Two men came out of a door on the right. One of them snapped a shot at me and they jumped over Bruno and rounded the bend at the end of the passage. I was vaguely conscious of movement and sound behind me and took a quick look. Tickener was crouched down near Evans and slightly hampering his attempt to take a shot, his face white and his eyes wide and scared. Jones was standing up behind Evans, snapping and flashing. A man lumbered out of the door the other two had come from. He was big, dark hair spilled through the unbuttoned top of his pyjamas coat and he was groping at the tie of the pants. His face was heavily bandaged and the pistol he carried was pointed nowhere in particular.

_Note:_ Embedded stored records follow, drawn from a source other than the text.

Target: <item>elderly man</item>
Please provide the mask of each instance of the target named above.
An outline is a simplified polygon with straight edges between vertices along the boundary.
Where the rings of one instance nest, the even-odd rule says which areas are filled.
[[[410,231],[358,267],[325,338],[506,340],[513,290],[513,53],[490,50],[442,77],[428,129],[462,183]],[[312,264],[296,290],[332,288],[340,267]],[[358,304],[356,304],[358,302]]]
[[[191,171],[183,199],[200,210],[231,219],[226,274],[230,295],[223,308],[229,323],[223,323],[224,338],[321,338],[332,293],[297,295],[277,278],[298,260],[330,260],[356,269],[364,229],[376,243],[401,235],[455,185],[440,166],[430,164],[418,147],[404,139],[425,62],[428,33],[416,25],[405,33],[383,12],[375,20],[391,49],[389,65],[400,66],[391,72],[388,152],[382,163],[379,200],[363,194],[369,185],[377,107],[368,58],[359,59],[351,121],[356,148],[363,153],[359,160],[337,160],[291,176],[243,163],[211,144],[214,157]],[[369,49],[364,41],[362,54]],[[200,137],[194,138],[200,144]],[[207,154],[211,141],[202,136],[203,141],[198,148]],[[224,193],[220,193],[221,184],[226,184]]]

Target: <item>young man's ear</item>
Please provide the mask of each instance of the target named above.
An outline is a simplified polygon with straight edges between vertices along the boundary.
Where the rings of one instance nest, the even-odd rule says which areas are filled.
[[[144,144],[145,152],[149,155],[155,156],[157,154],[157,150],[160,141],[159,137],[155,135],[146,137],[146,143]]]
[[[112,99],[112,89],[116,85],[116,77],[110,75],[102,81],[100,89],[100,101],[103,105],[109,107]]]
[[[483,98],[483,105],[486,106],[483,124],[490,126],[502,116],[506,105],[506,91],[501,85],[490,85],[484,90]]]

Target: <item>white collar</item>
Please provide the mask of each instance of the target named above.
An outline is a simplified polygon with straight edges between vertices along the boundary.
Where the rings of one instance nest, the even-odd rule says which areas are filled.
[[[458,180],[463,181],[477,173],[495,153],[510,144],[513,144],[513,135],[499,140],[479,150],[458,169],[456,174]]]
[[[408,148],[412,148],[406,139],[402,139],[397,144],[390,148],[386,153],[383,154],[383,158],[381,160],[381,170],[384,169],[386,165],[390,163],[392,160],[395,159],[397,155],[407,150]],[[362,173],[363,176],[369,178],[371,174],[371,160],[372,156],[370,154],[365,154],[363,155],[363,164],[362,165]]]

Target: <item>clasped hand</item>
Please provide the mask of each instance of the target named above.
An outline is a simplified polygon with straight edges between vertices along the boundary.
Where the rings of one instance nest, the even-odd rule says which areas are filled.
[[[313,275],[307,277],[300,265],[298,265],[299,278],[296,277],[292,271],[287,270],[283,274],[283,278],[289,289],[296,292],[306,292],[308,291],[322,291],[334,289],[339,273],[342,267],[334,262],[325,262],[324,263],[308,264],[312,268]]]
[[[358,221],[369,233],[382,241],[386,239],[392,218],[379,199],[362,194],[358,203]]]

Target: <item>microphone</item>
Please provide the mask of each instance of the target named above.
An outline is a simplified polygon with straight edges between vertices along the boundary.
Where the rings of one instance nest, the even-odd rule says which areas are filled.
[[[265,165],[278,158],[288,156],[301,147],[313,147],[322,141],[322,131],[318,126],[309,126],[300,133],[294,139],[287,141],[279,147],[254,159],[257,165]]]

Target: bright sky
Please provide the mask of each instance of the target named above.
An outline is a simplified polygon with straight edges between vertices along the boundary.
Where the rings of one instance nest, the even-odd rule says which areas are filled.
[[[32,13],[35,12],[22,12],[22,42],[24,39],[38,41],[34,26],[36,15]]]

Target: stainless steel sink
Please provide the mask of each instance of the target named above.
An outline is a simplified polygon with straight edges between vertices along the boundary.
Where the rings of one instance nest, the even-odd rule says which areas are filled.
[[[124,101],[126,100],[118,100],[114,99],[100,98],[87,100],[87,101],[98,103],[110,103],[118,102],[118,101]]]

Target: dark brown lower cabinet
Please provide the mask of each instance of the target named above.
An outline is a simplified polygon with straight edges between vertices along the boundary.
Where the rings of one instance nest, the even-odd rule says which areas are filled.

Evans shook Tickener away and bellowed. “Costello, police, let go the gun.”
The blind-looking bandaged face turned slowly towards the sound of the voice. Jones stepped forward and snapped. The bulb went off and Grant threw up his hand to ward off the glare. Costello lined him up like an Olympic shooter with 20/20 vision. I swung the shotgun on him and fired. The charge hit him in the chest, lifted him up and slammed him against the white wall. He slid slowly down it, leaving a bloody trail behind him like a wolf shot high up in the snow country coming down the slope to die. Jones walked up and took a careful picture. His hands were as still and steady as Costello's corpse.
I put the shotgun down. Evans was leaning against the wall. His gun was pointing at the floor and his lips were moving silently. He knew how close he'd come.
“There's more of them, Grant,” I said quietly.
As I spoke the door behind us opened and Varson came through it sideways, propping it open with his back. He waved a man through with a quick gesture of his enormous, gun-filled right hand. Dr Ian Brave strolled into the passage.
“I got him outside,” said Varson, “he was leaving.”
“He stays,” Evans said.
Brave looked at the crumpled, bloody ruin on the floor. His face had a vacant, other-worldly lookâfor my money he was floating high and free somewhere a long way off. Along the corridor Bruno groaned and tried to pull himself up against the wall; everyone had forgotten him.